Theresa Fraser is best known at Sheridan for her role as a professor in the Child and Youth Care program. In fact, she was nominated by Sheridan for a STLHE (Society for Teaching and Learning in Higher Education) award in 2016. But you may not know that teaching is just one of the many hats Fraser wears. She’s also a registered psychotherapist, a play therapy practitioner/researcher, and a foster parent with her husband, Kevin. “It really is four professions, and they all feed each other,” she explains. In 2017, those worlds came together in a special way.
“2017 has been so funny, because it’s really been a year where all my different work identities have been acknowledged,” Fraser laughs. In April, she received the Monica Herbert Award for her contribution to children and family mental health and play therapy across Canada. One month later, she was co-awarded the Jim Lewis Treatment Foster Care Award. She also won the Dennis McDermott Career Achievement Award—a lifetime achievement award for the Ontario Association of Child and Youth Care Practitioners.
“2017 has been so funny, because it’s really been a year where all my different work identities have been acknowledged” – Theresa Fraser
Most recently, on November 27 Fraser was nominated for the 2017 Premier’s Award for Community Service. “There were so many amazing people who were nominated from across the province,” she says. “It’s very humbling.”
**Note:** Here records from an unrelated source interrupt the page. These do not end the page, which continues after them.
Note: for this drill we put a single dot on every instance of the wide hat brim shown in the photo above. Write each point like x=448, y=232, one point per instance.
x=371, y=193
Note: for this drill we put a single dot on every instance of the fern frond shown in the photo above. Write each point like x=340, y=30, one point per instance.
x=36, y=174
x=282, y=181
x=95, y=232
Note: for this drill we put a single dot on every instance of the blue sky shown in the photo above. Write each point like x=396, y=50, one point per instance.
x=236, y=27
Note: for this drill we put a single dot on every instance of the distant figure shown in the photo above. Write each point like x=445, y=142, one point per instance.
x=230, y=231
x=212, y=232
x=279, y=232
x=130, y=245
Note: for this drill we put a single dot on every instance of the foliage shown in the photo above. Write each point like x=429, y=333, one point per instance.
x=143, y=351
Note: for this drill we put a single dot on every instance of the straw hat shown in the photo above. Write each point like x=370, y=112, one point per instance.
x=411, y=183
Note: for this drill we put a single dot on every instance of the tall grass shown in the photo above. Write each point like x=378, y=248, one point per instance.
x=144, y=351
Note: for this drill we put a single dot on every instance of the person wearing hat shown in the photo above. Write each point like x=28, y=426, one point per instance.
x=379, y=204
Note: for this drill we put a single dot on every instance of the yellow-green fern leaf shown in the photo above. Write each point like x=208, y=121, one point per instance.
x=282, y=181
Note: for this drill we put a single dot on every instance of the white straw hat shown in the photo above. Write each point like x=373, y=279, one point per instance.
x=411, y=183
Fraser says she has felt a calling to help others from a young age. She aspired to work with Mother Teresa as a Sister of Charity, but was told by Mother to finish school first. Then, in Grade 12, she read a book called Dibs in Search of Self, a seminal book on play therapy. “I read the book and said that’s what I want to do. But there were no programs for play therapy, per se,” Fraser explains. “Childcare workers looked at therapeutic activities, psychology, and human development. So I was like ‘OK, that’s as close as I’m going to get.’” She enrolled in Humber’s Child Care program, and was prepared to join the Sisters of Charity in New York after she graduated, when fate intervened. She met Kevin at a Christmas party, and it was “love at first sight.” They married in 1986.
They became foster parents when their oldest son developed some health issues, and needed a stay-at-home parent. However, fostering has been a part of Fraser’s life since childhood. “I went from being a little person in foster care when my mother had health issues, to my parents being foster parents, and then us being foster parents, so the lineage is interesting,” she says.
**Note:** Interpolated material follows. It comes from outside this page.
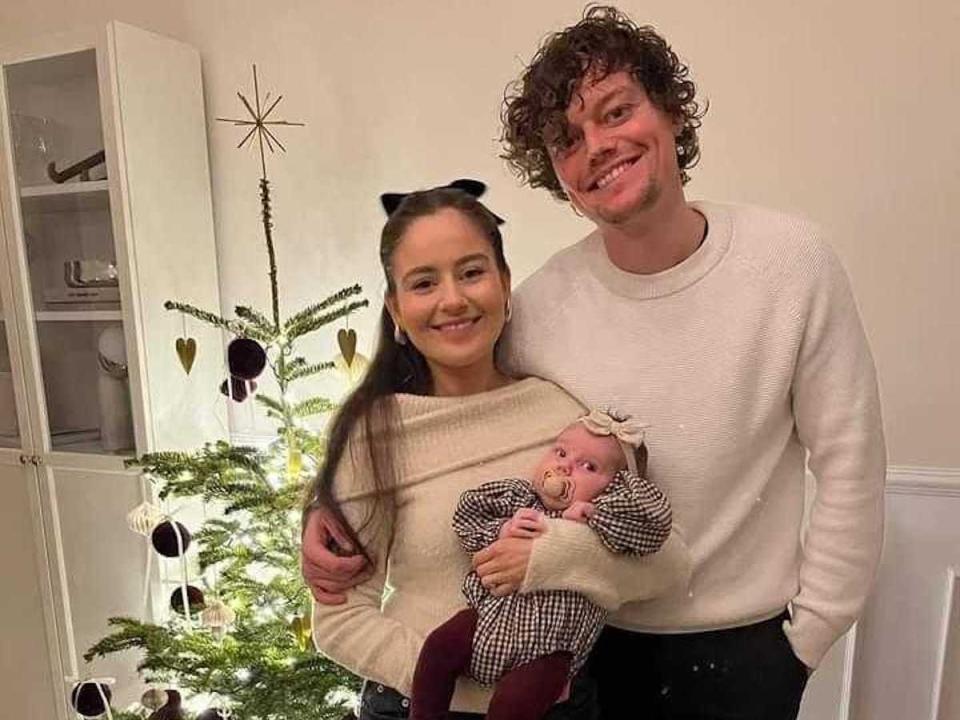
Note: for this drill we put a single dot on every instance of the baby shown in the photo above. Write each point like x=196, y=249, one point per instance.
x=530, y=645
Fraser and her husband are parents to nine children (biological, adoptive and foster). “We’re taking the kids in to try to prevent them from going into group homes, and we just love them up and make them part of our family,” she says.
Fraser has been a professor at Sheridan since 2011, and says “Sheridan is a big deal for my family. We know that disadvantaged kids and kids in care, and kids who may be first generation college students, need to be exposed to postsecondary education,” she says. “Any Sheridan event that I can involve my children in I do, so they can see that postsecondary education isn’t out of the realm of possibility for them.”
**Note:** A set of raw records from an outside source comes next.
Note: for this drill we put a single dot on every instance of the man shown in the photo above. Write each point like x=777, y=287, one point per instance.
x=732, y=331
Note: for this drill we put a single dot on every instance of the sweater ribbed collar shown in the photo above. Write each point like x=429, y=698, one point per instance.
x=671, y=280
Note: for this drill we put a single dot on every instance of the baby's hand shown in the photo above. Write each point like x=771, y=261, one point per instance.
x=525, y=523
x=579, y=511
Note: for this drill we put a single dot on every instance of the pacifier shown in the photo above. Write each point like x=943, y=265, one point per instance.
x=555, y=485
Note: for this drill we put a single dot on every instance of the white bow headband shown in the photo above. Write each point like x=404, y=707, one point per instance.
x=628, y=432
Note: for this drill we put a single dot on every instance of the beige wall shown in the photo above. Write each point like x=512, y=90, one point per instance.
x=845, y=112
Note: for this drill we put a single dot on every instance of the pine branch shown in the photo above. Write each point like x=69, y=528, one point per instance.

She brought her 15-year-old son, Eric, to Open House, and says “Now he’s our program ambassador. Every Open House he comes, and with the program coordinator talks about what a child and youth worker did for him in the school setting.” Eric also joined her for a keynote talk for the Ontario Association of Child and Youth Care (“OACYC”) conference last May, where he spoke to 300 people about the impact a child and youth care worker at school had on his life.
Despite all of her accolades and career achievements, Fraser says she’s just getting started. She says winning the Dennis McDermott Career Achievement Award was a bit puzzling because she feels she has much more work to do. “It’s not only humbling to get an award, but for somebody to say it’s a lifetime achievement award—you go ‘OK, but I still have 20 years left in me to be doing things,’” she laughs.
Fraser can add ordained Minister, published author, and birth and death doula to her long list of accomplishments. She also sits on Sheridan’s Indigenous Education Council, and is involved with various boards and volunteer activities. She’s pursuing her PhD through the University of South Wales, where her research focuses on psychology and play therapy for seniors.
But she rates her children as her highest achievement. “We’ve raised good, kind people, that are kind to other people, and all of our kids are like that,” she says. “That’s my proudest accomplishment.”
For Fraser, self-acceptance and the power of love are guiding principles. “The limits that other people put on us, we have to try to break out of those, and we have to love people where they’re at,” Fraser says. “We have some students here at Sheridan who are dealing with some tough stuff. And if I can for the three hours in class say ‘I care about you, and I’m going to help you get through this leg of your journey, and it’s going to get better,’ then I’ve done my job. It’s really about loving people.”
____________________________________________________________________________________________________________ Pictured at top of page: Sheridan Professor Theresa Fraser before the 2017 Premier’s Awards on November 27, 2017.